Apr 04, 2005 10:32
last nite was awesome. i haven't had that much fun in a while. yeah im going to the dmv in a little bit. im just bored, oh yeah im getting a lexus either today or tommorow. defiently. cant wait im gonna hook it up and shit. it's like a light gold color, and the interior is straight so i should be happy. finally after all this time, i get my whip. i just need to save enough money to get it registered and what not. the first thing im gonna do is drive to miami and spend the weekend there near south beach. i have it all planned. also in a month or so im moving out to those pinelakes apartments. cant wait. im finally back on my feet and there is no greater feeling, trust me.
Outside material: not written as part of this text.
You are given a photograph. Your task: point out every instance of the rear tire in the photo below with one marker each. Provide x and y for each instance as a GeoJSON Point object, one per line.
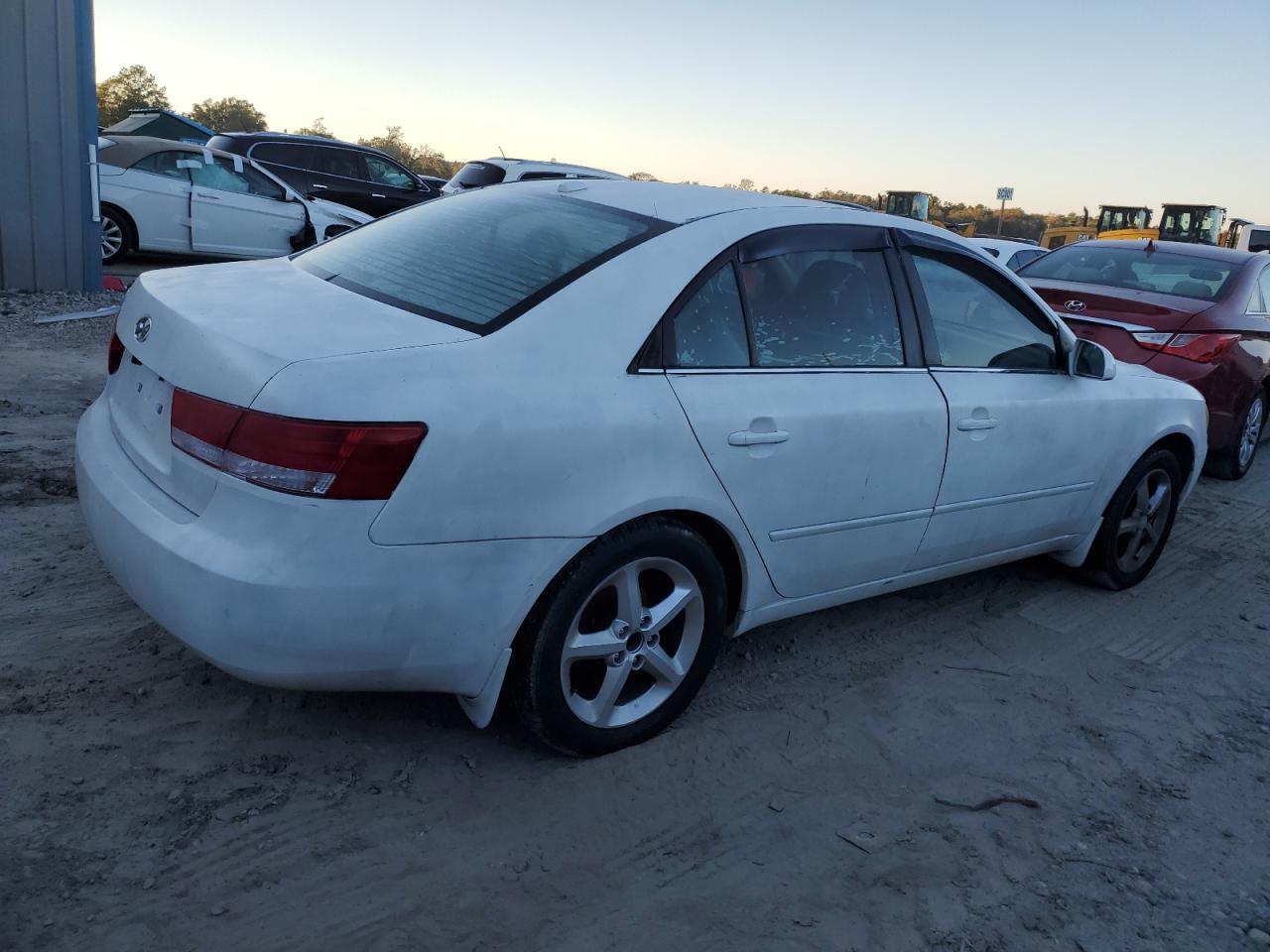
{"type": "Point", "coordinates": [1232, 462]}
{"type": "Point", "coordinates": [587, 679]}
{"type": "Point", "coordinates": [1137, 524]}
i was thinking about it yesterday and i really regreted not being able to go to prom. but i found someone who needs a date. and i couldn't be happier. i mean it's not exactally who i wanted to go with but, paris hilton doesn't return my phone calls. im so happy with all that i have accomplished over the passed month. i mean i do have somethings im not happy about but i'll get over it soon. i hate this feeling of being weak. but whatever, i'll just fix it with my future success. i know im going to look back on this period of my life and be like, wow im so much better than that. and after thinking about it, i remember my place. so i leave you with this;
the man marrys a wife
the wife has the child
the child plays with the dog
the dog chases the cat
the cat chases the mouse
the mouse eats the cheese
but the cheese, the cheese stands alone.
and im the cheese, but its ok i've always known that. ever since highschool i've known that. and i have no problem with it at all. it's just me. sure i have a few "friends" but when im alone im always in good company. and i think i'll just leave it like that. i mean who am i to mess with destiny. i was brought into this world alone and i will leave this world alone. and it's time for me to once again except that.